Before crossing into Mozambique, the expedition reached the milestone of providing two million meals of nutritional support and early childhood development teaching materials to children at 130 rural creches, upgrading 20 of the most dilapidated, and completed projects to supply thousands of community residents with clean drinking water in water-scarce areas of northern KwaZulu-Natal.

In Mozambique, Malawi, Tanzania, Uganda and South Sudan, the expedition worked with long-term partners Goodbye Malaria and in-country hospitals, churches, schools and community clinics on malaria prevention, providing educational material and distributing tens of thousands of Vestergaard high-quality, insecticide-treated malaria nets to pregnant women and mothers with young children who are the most vulnerable.

Throughout the expedition’s seven-month journey from South Africa to Egypt, the team also provided eye tests and distributed thousands of pairs of reading glasses to mostly elderly, poor-sighted people in remote communities as part of their Mashozi’s Rite to Sight programme.

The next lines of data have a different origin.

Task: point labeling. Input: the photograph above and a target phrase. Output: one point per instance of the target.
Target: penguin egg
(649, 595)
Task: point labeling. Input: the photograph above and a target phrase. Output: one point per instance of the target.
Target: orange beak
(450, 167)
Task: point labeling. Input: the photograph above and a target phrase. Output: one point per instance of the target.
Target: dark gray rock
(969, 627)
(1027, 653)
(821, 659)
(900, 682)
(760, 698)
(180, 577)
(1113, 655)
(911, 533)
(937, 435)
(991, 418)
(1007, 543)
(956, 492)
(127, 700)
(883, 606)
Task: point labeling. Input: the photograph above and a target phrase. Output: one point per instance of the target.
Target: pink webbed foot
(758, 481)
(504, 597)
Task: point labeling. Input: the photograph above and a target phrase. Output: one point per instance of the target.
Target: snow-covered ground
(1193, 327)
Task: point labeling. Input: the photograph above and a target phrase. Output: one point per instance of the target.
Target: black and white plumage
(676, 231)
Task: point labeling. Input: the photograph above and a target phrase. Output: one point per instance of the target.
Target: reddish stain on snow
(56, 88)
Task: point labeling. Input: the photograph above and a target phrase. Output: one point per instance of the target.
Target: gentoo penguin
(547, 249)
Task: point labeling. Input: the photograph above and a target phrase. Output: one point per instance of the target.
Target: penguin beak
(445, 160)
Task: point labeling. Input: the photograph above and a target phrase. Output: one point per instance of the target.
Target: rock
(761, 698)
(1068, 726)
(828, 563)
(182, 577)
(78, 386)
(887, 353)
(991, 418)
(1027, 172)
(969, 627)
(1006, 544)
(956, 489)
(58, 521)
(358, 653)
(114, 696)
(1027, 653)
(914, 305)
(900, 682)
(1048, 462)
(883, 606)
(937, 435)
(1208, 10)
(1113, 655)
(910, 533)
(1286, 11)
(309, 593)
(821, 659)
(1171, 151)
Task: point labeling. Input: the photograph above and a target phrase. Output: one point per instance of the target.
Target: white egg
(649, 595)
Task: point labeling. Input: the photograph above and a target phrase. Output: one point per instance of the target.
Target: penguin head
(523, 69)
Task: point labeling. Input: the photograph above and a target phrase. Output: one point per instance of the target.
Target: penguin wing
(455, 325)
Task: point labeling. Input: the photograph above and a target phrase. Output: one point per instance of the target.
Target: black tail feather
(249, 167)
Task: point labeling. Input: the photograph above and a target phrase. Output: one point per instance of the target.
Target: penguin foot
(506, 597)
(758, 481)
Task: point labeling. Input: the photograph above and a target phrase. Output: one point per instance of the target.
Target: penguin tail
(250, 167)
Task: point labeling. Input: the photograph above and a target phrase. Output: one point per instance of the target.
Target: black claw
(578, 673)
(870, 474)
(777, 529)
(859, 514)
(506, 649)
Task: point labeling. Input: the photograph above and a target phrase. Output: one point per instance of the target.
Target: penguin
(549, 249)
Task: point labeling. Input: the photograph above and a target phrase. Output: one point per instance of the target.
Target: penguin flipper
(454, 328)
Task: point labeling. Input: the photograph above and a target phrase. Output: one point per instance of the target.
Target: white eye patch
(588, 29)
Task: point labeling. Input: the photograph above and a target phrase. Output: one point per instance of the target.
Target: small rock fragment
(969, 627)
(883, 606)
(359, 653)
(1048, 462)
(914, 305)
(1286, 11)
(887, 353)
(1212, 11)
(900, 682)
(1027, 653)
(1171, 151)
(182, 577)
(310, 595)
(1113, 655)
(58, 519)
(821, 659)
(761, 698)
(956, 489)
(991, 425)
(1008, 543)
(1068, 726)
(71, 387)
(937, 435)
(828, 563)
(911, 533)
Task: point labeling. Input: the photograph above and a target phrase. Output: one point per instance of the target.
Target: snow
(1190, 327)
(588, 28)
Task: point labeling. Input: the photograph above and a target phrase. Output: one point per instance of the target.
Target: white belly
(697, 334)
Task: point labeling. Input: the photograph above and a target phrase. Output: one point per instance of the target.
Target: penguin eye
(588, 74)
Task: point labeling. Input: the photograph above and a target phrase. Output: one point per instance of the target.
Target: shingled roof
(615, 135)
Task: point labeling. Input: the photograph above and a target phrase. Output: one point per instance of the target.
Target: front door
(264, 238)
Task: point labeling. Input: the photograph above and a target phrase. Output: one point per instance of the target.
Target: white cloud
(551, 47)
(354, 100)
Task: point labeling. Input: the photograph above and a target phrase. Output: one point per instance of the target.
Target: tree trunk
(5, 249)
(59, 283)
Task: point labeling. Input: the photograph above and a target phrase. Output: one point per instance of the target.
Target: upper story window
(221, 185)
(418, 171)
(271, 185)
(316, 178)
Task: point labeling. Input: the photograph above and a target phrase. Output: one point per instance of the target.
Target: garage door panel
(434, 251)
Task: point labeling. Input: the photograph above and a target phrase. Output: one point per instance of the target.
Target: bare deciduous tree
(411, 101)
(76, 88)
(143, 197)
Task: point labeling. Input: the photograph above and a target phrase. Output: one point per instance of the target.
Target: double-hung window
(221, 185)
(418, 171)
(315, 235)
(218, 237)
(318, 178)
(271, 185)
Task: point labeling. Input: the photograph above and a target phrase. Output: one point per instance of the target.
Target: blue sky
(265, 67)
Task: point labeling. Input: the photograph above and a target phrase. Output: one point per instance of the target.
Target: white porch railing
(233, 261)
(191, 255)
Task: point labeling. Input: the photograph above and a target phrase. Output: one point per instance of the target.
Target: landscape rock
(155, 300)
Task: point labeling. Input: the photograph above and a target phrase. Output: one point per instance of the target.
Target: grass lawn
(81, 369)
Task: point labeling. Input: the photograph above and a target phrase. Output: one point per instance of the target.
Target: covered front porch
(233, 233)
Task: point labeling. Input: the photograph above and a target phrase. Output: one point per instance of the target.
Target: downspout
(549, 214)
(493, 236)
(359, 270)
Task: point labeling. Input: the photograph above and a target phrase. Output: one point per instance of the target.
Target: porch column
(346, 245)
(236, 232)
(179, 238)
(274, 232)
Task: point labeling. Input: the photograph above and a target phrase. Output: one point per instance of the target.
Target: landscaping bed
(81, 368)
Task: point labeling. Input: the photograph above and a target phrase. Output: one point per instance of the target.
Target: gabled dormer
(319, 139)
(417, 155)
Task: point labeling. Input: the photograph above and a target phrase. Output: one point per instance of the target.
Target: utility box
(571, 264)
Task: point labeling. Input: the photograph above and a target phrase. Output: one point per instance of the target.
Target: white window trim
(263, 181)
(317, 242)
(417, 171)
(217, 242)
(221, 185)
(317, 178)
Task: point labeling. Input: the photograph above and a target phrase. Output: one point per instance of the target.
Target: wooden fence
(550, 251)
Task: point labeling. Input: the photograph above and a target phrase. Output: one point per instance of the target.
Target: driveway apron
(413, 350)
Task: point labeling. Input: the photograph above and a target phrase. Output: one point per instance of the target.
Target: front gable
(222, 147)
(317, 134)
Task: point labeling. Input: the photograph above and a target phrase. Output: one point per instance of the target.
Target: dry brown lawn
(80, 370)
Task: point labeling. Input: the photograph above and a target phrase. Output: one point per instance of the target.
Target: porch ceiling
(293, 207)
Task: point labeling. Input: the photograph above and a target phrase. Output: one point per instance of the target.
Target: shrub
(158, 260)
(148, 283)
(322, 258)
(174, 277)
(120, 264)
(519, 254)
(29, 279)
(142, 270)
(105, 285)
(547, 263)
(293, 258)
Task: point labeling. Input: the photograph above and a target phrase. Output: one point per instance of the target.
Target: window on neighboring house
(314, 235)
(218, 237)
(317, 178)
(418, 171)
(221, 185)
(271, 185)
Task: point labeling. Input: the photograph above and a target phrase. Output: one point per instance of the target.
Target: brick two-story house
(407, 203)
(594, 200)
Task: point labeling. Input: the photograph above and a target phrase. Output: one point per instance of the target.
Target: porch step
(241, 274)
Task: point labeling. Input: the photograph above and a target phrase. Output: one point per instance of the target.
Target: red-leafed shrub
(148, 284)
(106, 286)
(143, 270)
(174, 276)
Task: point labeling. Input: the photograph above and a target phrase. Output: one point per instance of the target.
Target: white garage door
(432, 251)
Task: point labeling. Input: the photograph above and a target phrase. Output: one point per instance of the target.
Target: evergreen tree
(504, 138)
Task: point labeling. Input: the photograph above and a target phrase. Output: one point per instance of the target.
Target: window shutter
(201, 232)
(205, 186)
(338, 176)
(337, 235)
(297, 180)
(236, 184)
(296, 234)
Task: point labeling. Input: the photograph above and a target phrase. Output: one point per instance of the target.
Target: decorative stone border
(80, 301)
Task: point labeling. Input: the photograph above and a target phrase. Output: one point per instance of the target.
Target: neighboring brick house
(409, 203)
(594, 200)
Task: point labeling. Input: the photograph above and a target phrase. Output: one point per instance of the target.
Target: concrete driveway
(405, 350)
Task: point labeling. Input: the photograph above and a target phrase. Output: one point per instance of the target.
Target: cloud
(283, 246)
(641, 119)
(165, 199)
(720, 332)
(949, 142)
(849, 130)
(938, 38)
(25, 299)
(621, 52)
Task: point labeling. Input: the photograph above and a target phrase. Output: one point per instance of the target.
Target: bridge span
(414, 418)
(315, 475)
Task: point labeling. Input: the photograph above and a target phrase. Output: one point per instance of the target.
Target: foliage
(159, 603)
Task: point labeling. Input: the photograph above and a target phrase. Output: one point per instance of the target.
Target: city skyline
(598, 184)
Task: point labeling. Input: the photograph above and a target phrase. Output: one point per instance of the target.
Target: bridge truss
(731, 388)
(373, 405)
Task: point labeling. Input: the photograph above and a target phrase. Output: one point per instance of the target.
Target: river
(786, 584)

Ahead lies the shipping of the three now battle-hardened Defenders across the Mediterranean to Greece and the second leg of the expedition through Eastern Europe to Nordkapp in Norway’s Arctic Circle. However, Russia’s invasion of Ukraine has thrown a major challenge at the geographic objectives of the expedition’s European chapter.

“The ongoing situation in Ukraine is not only deeply upsetting but has forced us to do a complete re-think,” explained Ross Holgate. “Our planned route included both countries; we were so looking forward to exploring Ukraine, reaching the Black Sea, and tackling off-the-beaten-tracks to get to Moscow and St Petersburg. Obviously, that’s now out of the question but there are still plenty of fascinating Eastern European countries to experience.

“The entire expedition team remains focussed on reaching Nordkapp and finishing this, the first ‘Hot Cape to Cold Cape’ journey in recent years. From there, we’ll traverse Scandinavia and Western Europe, cross the Channel into the UK and end on the Isle of Anglesey in Wales, where 75 years ago, the first Land Rover design was sketched in the sands of Red Wharf Bay by engineer Maurice Wilks in 1947. It will be a world-first expedition, especially for the new Land Rover Defender.”